Just like the medical field, counseling has grown into a field of specialties.
It is perfectly reasonable to ask about a therapist’s training and specialties before deciding on with whom to make an appointment.

How to Choose
a Marriage Counselor

You may be surprised to learn that a lot of counselors have received little training in treating couples. And yet they readily take on couples as clients. Buyer Beware.

My name is Brent Bradley, and I hold a PhD in Marriage and Family Therapy. Had I not been trained in this field, I wouldn’t know this either.

If you are considering couples counseling, it’s a very good idea to know what kind of training credentials potential counselors hold. Think about it: A lawyer from Harvard may be fantastic if you are facing court and need a lawyer. Not so good if you have a cavity though.

In the past the therapy field tended to throw individuals and couples under the heading of general “Therapy” or “Counseling”.

Not so anymore.

Treating two people in a love relationship, for example, is very different from seeing an individual.

In the old days people saw their general doctor for everything – colds, childbirth, tonsillitis – you name it. Try going to your general doctor now for childbirth. Probably won’t happen. S/he will refer you out to a specialist. That’s because as our knowledge has increased, the medical field has grown into a field of specialties. And so has the field of marriage counseling.

Keep These Tips in Mind
When Choosing a Counselor
1

Check out the counselor's website

See a counselor that identifies as mainly a “couple therapist”. If this isn’t prominent on their website - not just listed among many other areas of treatment - take note.
2

Find out their weekly percentage caseload

Find out what percentage of their current weekly caseload is made up of couples. If it’s fewer than 50%, I’d go elsewhere.
3

Inquire about their specialty training

Find out if they have received intensive advanced training in couple therapy apart from graduate school. That means after receiving their degrees. Marriage counselors often go to post-school weeklong trainings because they desire specialty training.
4

Is their counseling approach supported by research?

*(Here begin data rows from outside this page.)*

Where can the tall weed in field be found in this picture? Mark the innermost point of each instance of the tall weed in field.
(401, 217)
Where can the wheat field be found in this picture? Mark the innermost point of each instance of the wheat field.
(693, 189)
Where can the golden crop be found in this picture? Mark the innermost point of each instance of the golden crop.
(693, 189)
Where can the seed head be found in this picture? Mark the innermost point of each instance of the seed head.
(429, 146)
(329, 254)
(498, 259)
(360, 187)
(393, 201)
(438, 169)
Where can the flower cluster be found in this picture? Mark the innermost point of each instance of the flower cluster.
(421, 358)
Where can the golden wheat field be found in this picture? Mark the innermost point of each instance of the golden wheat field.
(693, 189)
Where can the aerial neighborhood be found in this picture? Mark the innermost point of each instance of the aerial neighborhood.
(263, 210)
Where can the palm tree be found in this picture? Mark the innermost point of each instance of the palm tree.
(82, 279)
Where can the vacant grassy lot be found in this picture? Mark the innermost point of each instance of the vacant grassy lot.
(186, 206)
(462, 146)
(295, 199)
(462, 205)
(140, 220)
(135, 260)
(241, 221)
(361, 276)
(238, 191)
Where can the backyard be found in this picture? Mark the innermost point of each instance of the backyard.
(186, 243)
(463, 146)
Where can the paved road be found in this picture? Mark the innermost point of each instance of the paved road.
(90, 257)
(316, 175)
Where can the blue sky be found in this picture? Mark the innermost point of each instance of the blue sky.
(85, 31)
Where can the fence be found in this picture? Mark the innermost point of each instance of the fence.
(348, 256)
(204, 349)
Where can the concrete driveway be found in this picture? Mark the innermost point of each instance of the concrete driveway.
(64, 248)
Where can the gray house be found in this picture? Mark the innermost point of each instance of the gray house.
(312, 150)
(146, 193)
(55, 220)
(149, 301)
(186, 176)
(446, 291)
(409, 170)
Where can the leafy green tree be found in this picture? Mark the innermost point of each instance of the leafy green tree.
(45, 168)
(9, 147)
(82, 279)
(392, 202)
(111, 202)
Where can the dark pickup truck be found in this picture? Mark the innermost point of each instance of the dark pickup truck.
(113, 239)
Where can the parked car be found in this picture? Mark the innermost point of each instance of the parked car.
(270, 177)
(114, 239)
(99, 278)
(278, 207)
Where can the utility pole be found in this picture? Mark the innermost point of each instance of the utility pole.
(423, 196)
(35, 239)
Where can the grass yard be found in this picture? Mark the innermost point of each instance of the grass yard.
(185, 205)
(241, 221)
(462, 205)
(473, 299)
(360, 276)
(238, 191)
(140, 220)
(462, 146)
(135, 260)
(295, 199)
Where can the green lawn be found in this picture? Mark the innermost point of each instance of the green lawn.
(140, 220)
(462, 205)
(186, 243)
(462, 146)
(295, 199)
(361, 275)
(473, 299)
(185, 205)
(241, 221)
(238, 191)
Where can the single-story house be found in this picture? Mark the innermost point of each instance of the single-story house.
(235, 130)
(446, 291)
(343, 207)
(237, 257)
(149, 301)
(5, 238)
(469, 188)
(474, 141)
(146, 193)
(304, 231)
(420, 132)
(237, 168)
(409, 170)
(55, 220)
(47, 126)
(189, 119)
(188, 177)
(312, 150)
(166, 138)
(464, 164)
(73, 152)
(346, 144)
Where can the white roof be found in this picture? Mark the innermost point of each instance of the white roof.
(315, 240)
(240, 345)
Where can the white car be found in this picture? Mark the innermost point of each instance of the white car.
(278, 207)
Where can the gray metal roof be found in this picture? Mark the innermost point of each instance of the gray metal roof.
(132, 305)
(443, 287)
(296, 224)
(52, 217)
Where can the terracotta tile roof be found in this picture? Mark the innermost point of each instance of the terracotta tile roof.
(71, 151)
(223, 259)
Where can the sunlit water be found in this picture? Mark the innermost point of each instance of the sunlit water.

Find out if they use an empirically supported approach with couples. Currently Behavioral Therapy and Emotionally Focused Couple Therapy are the only two highly empirically supported couple treatment approaches.
We don't play the blame game.

Often, men are afraid that they will be blamed if they come to counseling. This is not the case at The Couple Zone. We take a relational perspective – which in everyday language is akin to “there are two sides to every story”. We assume that if we were in your shoes we would most likely be responding in very similar ways.

This is important: We do not blame either partner. If either of you are unsure, we ask that each of you commit to only one session initially. This allows you to get to know your counselor a little, let her/him get to know you, see if it feels right for each of you, and your counselor can see if he/she seems to be able to help you reach your goals.